I was wondering which version of jpegtran to use. I've tried mozjpeg version 3.1 (2015-05-19) and version 4.1.1 (2022-09-15). The latter generated JPEG output files a few percent larger than the former. I've reported https://github.com/mozilla/mozjpeg/issues/433 to get advice.

pts commented 1 year ago

I've created a source port of jpegtran of mozjpeg on https://github.com/pts/pts-mozjpegtran. The executable programs used by pdfsizeopt will be built from these sources, cross-compiled on Linux.

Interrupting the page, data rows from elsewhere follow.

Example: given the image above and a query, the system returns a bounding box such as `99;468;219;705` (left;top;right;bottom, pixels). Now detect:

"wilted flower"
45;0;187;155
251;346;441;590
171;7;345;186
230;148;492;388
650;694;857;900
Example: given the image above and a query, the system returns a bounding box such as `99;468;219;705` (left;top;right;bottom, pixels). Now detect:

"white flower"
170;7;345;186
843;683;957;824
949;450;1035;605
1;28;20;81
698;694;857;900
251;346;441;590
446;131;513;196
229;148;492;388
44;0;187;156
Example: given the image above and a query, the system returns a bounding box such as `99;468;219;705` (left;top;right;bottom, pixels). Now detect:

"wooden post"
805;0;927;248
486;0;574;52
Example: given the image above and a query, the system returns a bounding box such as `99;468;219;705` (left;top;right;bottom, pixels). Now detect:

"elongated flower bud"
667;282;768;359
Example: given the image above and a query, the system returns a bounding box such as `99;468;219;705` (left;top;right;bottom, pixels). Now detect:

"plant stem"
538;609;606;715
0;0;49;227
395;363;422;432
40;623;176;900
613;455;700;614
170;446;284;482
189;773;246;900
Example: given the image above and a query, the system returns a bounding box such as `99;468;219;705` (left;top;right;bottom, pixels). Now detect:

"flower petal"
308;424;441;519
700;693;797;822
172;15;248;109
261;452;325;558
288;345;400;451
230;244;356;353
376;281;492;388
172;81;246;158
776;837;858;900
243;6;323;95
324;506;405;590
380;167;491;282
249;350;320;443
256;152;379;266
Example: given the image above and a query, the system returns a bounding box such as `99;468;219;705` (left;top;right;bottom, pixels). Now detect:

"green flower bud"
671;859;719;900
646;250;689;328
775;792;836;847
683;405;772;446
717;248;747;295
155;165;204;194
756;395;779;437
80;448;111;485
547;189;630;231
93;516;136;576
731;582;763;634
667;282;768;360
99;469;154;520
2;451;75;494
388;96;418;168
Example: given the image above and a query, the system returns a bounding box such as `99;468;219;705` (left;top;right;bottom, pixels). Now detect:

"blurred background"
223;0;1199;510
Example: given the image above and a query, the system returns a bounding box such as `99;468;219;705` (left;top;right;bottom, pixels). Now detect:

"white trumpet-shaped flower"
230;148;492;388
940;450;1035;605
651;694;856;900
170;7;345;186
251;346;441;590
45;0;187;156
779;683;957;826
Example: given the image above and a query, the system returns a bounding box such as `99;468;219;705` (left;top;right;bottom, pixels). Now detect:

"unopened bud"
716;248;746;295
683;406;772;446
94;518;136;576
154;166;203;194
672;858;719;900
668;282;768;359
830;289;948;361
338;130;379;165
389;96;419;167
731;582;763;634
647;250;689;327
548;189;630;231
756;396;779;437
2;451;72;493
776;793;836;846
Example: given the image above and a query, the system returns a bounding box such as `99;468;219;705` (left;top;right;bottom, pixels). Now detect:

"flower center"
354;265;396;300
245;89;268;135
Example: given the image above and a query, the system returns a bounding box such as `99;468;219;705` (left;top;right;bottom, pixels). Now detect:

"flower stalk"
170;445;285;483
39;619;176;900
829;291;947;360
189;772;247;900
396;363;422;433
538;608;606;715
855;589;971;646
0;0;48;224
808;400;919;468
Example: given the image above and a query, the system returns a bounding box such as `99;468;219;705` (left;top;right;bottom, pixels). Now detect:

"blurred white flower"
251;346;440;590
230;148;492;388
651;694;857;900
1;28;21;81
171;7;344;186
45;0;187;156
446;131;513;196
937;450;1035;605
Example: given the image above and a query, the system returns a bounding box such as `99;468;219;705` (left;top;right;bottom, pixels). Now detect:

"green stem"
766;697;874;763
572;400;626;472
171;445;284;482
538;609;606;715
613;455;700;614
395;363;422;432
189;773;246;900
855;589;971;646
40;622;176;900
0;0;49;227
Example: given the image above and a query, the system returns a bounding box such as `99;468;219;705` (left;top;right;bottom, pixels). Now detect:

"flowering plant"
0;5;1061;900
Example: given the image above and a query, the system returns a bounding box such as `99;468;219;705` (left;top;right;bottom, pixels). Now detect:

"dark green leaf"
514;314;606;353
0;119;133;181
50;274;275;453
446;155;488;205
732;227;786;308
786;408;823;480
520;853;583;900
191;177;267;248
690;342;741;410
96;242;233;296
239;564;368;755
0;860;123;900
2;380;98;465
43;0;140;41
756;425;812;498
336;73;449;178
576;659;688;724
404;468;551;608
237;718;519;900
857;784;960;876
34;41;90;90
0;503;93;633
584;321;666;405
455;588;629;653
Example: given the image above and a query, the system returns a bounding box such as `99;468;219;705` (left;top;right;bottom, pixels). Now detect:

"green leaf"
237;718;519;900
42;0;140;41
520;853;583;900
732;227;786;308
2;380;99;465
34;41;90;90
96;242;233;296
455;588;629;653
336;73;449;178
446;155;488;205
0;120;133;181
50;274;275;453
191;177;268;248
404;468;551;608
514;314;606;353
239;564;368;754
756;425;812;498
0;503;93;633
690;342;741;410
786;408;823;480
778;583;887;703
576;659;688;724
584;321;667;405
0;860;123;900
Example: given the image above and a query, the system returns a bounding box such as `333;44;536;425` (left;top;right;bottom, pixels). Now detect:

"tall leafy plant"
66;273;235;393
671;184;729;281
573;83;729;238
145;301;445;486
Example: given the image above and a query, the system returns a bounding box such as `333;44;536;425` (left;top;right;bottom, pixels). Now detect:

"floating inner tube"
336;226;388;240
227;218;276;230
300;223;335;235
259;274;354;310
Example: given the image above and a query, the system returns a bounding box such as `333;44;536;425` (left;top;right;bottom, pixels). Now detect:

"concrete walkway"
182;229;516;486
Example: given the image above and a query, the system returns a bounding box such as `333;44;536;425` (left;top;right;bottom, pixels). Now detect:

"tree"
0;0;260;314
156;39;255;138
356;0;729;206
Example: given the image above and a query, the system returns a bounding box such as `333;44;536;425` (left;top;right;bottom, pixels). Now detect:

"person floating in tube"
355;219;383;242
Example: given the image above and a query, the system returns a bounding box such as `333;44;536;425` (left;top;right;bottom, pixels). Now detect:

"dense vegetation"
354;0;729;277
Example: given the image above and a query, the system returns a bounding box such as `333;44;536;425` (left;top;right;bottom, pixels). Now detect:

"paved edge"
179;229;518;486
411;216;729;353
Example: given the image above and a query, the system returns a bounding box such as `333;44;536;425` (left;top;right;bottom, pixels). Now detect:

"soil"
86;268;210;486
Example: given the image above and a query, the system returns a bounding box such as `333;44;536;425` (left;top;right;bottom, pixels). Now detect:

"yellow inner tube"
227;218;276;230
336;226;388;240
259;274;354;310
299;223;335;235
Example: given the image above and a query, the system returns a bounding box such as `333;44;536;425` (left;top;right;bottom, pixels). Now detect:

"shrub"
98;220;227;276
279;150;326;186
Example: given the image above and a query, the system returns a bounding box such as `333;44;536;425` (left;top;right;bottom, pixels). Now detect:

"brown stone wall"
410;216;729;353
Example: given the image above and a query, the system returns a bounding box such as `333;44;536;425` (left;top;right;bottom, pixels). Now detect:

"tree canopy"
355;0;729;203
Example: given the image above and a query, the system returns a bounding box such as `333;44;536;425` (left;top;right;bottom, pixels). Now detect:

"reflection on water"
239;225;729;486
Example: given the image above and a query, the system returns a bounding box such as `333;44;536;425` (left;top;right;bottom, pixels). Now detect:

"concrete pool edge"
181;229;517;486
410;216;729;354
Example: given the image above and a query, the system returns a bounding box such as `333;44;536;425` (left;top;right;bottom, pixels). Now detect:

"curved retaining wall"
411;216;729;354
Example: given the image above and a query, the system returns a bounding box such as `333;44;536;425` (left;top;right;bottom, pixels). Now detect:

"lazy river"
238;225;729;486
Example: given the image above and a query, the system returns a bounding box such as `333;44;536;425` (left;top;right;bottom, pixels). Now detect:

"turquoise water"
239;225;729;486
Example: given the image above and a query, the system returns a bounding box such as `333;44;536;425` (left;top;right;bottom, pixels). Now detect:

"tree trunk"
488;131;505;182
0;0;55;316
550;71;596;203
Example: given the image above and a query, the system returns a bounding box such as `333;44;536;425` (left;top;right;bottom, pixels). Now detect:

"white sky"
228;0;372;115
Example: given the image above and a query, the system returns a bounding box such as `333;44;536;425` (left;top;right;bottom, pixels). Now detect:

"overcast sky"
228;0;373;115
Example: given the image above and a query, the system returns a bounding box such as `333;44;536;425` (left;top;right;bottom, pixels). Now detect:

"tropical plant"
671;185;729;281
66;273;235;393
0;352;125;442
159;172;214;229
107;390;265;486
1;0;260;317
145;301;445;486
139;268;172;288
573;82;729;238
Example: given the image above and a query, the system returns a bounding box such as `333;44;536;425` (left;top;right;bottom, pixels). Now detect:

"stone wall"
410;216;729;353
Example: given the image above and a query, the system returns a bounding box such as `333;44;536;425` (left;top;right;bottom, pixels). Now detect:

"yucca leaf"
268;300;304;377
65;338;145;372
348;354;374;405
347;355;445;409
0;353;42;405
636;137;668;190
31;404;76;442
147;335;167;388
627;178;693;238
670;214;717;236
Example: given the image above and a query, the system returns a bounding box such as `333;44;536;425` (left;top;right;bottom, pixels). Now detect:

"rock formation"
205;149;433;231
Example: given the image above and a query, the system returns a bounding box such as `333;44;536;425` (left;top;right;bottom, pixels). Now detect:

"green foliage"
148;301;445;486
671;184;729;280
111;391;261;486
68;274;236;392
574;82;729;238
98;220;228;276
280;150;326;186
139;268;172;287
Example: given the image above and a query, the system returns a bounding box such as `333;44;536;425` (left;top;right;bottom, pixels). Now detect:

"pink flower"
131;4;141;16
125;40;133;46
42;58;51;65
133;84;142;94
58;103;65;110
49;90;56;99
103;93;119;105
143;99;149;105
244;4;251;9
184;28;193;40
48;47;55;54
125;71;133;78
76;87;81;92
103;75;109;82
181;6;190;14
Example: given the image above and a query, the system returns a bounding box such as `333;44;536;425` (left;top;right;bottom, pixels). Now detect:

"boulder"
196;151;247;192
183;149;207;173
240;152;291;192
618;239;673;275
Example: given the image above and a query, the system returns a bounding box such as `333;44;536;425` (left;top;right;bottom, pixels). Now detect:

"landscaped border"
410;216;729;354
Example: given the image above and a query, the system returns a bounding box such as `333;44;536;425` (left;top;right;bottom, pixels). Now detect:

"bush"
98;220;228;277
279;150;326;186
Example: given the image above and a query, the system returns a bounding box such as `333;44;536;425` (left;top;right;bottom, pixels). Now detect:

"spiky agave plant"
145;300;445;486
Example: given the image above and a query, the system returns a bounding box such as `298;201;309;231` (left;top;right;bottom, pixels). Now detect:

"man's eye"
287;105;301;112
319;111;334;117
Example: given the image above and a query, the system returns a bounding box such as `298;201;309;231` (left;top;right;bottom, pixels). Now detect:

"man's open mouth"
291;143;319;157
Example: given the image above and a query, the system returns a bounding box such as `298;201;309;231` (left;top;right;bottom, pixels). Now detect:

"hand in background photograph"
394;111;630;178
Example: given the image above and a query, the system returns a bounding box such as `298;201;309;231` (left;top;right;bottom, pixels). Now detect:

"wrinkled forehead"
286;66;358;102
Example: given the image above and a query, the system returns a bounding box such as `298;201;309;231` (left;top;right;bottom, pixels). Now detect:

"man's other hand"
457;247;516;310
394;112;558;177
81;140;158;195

GitHubRulesOK commented 1 year ago

Hmmm I come from a long time ago when the need for compression was, very high cost of media and handling, thus compression was an essential necessity for storage and transmission speeds. However the purpose of a modern PDF is to be readable by many as fast as possible, thus size of storage is no longer a necessity, its bangs per buck that is achieved by decompression/rendering time that is important in this modern century. A few bytes saved by one authors exotic compressions (such as internet archive seem to use?) is magnified as a global warming delay, when each of thousands of readers take, extra seconds and CPU power to decompress for print or screen render. There should be a balancing point where simpler decompression times outweighs a few KB saved.

Adreitz commented 1 year ago

@GitHubRulesOK This is not "exotic compression". The compression formats relevant to PDFs (JBIG2, JPEG, GIF, PNG, ZIP) are all well-known and asymmetric. The decompression time is not affected in an appreciable way by the compression time used. While there is a time and energy cost associated with optimized compression, it can easily be made up by the use of the optimized file. It is quicker to download and therefore uses less energy through network activity. It could even be marginally quicker to open if stored on a fairly slow medium. And, though the storage space recovered from optimizing a single file may not be very meaningful, it adds up, and I don't think anyone would complain if they found their drive to suddenly have 10-30% greater capacity.

Also, the JPEG optimizations discussed in this issue are generally very quick, as opposed to many PNG optimizations.